As is illustrated by this
 PARABLE OF CELESTIAL WISDOM
  At one time Wisdom sought to extend itself without limit. The Gods- afraid there would be no room left for Creation if Wisdom ceaselessly burgeoned- merged together, took the form of Doubt and appeared before Wisdom.
  “Surely it is unwisdom to seek that which you can not in some part signify- so state what it is you seek when you thus limitlessly extend yourself.”
“I seek One wiser than I.” Wisdom replied and consequently was reborn on Earth as a woman. Her very wise husband, the King, his very wise spiritual preceptor, the RajGuru, and the equally wise chief minister, the chief minister, all travelling together in a chariot had very wisely been killed leaving her with an idiot son.
‘By the accumulated good karma of my previous births,” the dowager Queen said to her son, “the wisest Guru and the most able Statesman are even now hastening to your presence. In fact here they are. Now, in front of the whole court, do you examine them asking- ‘What is Religion? What is Policy?” and then, after appearing to give ear with a lively show of intelligent interest, appoint them the twin supports of your reign.”
The idiot immediately addressed the two strangers saying, “What is Religion? And ..urm.. what is …urm… did I say Religion? Well, that’s what I want to know- what it is? Not what the word it is. I mean what … urm … what I said is. Or was. I mean what I said was it. Or whatever.”
The first man immediately gave a long and very subtle speech, each highly illuminating line of which read something like this ‘Religion is not, as is commonly supposed, such and such practice or belief rather it is actually the complete opposite as is proven by such and such scriptural quotation and such and such episode in religious history.’
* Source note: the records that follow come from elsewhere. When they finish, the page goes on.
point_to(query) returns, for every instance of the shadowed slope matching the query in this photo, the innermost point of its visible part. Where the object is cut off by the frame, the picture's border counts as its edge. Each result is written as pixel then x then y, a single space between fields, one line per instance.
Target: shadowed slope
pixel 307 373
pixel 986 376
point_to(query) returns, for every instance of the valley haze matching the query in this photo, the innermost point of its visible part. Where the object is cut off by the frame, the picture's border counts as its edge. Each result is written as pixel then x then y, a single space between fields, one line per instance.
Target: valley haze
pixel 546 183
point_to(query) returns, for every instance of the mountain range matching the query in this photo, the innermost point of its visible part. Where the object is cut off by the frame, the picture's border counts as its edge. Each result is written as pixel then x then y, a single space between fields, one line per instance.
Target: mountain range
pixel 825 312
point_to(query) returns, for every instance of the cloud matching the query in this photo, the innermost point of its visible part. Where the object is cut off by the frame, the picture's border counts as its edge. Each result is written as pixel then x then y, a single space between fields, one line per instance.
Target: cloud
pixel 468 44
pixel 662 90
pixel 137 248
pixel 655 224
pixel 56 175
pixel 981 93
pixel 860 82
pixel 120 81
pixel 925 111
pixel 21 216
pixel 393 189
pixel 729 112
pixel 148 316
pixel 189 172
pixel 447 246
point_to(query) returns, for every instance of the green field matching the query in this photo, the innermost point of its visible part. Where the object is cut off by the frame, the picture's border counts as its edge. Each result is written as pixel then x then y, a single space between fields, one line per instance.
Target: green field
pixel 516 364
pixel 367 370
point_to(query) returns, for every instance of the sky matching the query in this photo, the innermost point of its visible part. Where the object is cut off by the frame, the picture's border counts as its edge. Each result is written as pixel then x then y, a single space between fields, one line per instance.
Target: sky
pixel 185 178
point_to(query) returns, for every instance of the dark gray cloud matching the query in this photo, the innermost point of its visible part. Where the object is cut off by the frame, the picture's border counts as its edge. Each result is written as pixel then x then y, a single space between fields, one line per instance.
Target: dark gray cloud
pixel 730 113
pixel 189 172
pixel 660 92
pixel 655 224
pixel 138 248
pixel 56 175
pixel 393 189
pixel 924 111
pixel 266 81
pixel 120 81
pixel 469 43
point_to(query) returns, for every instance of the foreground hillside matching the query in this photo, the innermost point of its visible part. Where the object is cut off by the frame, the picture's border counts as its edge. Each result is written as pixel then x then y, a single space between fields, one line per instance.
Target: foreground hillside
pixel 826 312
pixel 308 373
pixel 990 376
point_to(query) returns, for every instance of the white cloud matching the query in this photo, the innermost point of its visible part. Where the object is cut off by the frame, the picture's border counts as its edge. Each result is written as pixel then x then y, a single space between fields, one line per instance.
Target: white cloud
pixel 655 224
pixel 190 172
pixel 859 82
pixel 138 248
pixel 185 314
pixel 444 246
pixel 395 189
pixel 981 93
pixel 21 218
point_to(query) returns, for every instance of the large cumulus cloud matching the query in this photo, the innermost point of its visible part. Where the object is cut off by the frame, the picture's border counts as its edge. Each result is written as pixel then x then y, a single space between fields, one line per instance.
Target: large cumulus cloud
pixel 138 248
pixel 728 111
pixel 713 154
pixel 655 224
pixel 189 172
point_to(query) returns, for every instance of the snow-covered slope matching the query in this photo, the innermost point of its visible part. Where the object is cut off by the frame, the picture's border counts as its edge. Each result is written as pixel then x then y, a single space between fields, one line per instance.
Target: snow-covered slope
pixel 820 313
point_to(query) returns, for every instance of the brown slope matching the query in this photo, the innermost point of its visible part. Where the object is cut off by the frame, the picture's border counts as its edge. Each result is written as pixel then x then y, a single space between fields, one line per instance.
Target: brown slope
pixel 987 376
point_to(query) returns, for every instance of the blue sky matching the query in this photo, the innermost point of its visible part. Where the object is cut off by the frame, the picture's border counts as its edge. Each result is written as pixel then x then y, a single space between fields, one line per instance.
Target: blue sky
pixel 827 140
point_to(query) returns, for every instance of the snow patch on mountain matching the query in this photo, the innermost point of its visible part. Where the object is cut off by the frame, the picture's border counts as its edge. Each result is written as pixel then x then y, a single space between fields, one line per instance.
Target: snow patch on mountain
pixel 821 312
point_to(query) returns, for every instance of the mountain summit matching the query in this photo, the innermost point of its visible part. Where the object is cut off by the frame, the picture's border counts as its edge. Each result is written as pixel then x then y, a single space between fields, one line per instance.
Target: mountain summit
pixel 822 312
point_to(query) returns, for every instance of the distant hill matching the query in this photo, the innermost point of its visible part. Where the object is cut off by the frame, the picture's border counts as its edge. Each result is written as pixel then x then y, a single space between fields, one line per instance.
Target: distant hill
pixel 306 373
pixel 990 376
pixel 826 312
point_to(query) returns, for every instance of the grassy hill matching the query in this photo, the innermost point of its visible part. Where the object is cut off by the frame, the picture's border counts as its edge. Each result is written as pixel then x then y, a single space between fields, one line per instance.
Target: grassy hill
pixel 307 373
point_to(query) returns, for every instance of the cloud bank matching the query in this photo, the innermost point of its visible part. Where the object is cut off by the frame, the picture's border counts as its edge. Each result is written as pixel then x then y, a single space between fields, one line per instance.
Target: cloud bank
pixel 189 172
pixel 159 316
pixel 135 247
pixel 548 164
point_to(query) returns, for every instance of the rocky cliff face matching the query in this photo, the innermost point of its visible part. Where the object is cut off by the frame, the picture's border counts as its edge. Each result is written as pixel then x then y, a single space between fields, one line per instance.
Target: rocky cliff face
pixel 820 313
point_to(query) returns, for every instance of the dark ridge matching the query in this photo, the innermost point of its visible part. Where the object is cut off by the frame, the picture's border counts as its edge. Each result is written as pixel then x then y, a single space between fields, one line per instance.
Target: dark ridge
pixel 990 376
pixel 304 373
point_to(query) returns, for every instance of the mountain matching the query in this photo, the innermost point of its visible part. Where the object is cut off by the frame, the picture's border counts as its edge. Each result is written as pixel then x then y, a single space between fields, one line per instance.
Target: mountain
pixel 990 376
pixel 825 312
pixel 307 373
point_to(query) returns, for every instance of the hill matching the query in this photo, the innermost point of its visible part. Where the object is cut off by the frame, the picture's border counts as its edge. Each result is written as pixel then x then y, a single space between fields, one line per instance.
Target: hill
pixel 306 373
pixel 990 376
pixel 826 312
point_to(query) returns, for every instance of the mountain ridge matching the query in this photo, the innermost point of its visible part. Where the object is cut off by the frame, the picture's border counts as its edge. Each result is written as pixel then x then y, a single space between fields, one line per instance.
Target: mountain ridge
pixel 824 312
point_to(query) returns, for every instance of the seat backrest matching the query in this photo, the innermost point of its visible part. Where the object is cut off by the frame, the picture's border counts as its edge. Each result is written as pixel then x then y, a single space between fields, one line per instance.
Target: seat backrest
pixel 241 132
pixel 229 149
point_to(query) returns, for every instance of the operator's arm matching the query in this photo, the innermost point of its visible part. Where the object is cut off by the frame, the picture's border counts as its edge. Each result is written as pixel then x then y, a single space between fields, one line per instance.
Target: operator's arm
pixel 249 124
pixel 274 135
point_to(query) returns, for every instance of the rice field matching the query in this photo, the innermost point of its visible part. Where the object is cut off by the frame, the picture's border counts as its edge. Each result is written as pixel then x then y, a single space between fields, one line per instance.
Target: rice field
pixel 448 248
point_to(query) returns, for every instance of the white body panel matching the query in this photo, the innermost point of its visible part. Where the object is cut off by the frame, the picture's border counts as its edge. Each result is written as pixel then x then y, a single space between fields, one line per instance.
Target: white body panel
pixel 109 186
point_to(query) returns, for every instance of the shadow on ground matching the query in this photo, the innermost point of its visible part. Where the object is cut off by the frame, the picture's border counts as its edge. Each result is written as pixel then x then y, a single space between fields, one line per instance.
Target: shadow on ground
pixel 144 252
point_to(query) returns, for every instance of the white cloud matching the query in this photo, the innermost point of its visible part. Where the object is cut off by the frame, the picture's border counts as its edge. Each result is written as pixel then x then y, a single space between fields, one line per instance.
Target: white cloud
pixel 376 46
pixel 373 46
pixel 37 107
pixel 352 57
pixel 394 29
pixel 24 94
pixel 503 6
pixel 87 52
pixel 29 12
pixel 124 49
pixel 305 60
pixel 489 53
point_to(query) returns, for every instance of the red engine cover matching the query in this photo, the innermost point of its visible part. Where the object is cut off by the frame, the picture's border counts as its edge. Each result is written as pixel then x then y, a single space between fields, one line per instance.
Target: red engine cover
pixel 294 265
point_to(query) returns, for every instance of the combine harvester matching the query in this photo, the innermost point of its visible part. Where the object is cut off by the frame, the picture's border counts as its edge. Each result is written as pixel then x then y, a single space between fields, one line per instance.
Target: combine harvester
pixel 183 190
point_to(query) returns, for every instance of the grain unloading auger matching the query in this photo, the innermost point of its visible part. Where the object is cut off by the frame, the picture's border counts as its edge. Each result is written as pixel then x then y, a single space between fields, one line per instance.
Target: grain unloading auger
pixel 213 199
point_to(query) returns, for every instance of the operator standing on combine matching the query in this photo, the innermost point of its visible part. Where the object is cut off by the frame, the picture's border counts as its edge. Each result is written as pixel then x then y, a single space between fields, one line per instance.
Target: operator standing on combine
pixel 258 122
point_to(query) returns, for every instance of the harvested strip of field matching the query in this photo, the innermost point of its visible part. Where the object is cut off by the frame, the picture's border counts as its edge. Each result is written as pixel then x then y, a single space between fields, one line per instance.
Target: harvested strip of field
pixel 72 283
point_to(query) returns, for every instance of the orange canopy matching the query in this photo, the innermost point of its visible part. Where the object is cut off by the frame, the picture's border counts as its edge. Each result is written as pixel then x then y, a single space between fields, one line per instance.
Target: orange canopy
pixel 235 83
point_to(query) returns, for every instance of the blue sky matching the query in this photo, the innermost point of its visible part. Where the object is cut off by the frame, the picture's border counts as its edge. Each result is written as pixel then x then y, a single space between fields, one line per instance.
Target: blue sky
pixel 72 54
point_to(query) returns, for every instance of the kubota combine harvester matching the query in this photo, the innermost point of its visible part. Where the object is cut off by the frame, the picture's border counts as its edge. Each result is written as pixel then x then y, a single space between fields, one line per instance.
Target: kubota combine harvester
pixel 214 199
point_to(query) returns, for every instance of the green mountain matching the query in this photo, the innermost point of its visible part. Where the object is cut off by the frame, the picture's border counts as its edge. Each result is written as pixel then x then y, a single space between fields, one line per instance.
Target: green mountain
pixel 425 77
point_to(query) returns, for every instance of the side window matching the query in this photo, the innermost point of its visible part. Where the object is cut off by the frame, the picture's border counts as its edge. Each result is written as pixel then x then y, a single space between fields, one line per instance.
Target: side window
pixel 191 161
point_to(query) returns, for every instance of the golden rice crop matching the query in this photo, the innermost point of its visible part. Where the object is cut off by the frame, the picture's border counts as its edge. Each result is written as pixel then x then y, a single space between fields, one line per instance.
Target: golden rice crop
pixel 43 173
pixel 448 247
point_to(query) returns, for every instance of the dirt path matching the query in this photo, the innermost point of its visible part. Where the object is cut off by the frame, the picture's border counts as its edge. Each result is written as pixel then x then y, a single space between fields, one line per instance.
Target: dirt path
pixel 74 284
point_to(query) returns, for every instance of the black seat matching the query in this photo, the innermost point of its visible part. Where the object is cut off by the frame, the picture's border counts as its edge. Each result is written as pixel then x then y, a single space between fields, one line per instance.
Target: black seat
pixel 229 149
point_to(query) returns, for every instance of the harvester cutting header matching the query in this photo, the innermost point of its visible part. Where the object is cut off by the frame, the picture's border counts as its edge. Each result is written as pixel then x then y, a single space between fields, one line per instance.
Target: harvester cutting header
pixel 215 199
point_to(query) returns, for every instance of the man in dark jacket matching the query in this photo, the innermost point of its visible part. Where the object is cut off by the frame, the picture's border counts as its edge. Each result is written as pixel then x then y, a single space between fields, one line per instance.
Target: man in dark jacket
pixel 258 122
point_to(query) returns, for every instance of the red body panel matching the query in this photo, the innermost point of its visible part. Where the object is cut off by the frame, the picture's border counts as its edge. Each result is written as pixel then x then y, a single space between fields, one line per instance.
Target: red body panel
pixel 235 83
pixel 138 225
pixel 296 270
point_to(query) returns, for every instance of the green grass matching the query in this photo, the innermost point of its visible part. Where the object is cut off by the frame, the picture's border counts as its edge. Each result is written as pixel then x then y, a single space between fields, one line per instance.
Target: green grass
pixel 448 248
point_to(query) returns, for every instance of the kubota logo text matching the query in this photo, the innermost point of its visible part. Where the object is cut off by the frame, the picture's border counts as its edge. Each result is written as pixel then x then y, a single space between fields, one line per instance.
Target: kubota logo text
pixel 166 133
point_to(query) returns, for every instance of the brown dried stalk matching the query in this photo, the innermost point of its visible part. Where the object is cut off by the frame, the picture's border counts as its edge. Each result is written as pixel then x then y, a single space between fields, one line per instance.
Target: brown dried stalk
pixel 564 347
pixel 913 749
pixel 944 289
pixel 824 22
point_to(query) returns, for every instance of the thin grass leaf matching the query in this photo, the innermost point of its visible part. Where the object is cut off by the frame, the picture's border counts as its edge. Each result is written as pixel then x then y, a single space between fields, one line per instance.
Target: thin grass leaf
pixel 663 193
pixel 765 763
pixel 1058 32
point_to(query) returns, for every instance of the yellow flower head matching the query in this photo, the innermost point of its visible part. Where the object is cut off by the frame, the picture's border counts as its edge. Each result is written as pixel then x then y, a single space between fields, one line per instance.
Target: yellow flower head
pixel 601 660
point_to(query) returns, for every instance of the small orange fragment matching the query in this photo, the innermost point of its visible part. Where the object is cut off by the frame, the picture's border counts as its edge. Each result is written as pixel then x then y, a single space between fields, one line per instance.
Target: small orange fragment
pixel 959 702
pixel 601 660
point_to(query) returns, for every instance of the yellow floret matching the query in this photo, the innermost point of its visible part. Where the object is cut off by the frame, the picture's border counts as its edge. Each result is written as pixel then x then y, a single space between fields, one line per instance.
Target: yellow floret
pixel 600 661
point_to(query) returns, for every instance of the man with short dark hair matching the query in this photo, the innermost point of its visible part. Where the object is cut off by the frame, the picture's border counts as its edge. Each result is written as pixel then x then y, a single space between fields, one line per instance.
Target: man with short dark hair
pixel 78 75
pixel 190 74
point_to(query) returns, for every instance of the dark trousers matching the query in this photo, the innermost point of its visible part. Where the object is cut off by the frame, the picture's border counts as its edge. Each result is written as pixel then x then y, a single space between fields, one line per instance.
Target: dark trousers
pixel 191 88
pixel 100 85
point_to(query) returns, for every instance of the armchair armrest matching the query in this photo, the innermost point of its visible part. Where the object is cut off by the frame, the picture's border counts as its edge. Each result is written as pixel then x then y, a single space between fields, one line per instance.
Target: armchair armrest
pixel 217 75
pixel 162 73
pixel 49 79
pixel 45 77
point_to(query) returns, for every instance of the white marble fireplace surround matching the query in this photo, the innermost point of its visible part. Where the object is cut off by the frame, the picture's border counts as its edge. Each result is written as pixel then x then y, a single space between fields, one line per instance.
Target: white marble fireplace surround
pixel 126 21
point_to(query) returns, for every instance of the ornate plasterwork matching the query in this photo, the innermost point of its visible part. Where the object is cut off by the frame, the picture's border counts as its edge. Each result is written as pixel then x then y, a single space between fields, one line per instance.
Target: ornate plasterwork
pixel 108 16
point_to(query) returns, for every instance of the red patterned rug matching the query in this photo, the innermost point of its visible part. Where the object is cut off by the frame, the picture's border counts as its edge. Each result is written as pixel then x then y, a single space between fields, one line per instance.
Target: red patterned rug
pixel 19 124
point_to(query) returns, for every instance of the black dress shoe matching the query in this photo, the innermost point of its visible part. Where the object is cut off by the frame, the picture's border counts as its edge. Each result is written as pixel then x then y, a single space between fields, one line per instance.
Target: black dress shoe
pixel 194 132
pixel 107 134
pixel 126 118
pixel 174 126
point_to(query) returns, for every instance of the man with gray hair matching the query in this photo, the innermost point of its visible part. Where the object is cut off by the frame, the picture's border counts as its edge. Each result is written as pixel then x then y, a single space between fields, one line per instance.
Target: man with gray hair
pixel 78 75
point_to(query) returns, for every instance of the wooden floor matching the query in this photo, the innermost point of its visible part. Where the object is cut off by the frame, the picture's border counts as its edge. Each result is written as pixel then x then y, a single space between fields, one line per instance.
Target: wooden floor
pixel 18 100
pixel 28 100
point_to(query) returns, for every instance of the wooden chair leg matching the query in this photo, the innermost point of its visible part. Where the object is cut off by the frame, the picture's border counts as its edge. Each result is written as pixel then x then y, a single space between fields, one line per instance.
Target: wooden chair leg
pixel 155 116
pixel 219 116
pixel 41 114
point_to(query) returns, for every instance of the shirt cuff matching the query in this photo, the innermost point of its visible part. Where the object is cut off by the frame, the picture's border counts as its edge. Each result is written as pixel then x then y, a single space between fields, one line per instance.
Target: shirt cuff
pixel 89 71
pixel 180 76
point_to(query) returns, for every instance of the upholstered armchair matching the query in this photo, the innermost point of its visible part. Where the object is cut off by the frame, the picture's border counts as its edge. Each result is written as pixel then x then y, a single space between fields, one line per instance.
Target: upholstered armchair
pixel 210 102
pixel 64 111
The second man, given his turn to speak, quickly began listing, in order of priority, the different needful steps the administration must hasten to take along with sage advice as to how to achieve each objective with the greatest economy and expedition.
“Stop!” said the King, “I have heard enough. You and you alone are fitted to be my Spiritual preceptor. That other asshole, who mentioned Religion at least twice in every sentence, can be my Politics go to guy- the whassisname? Chief Minister.”
Hearing the words of her idiot son, the Queen Mother dropped dead, the purpose of her incarnation fulfilled- for she had at last met one wiser than herself- that’s right, a Republican.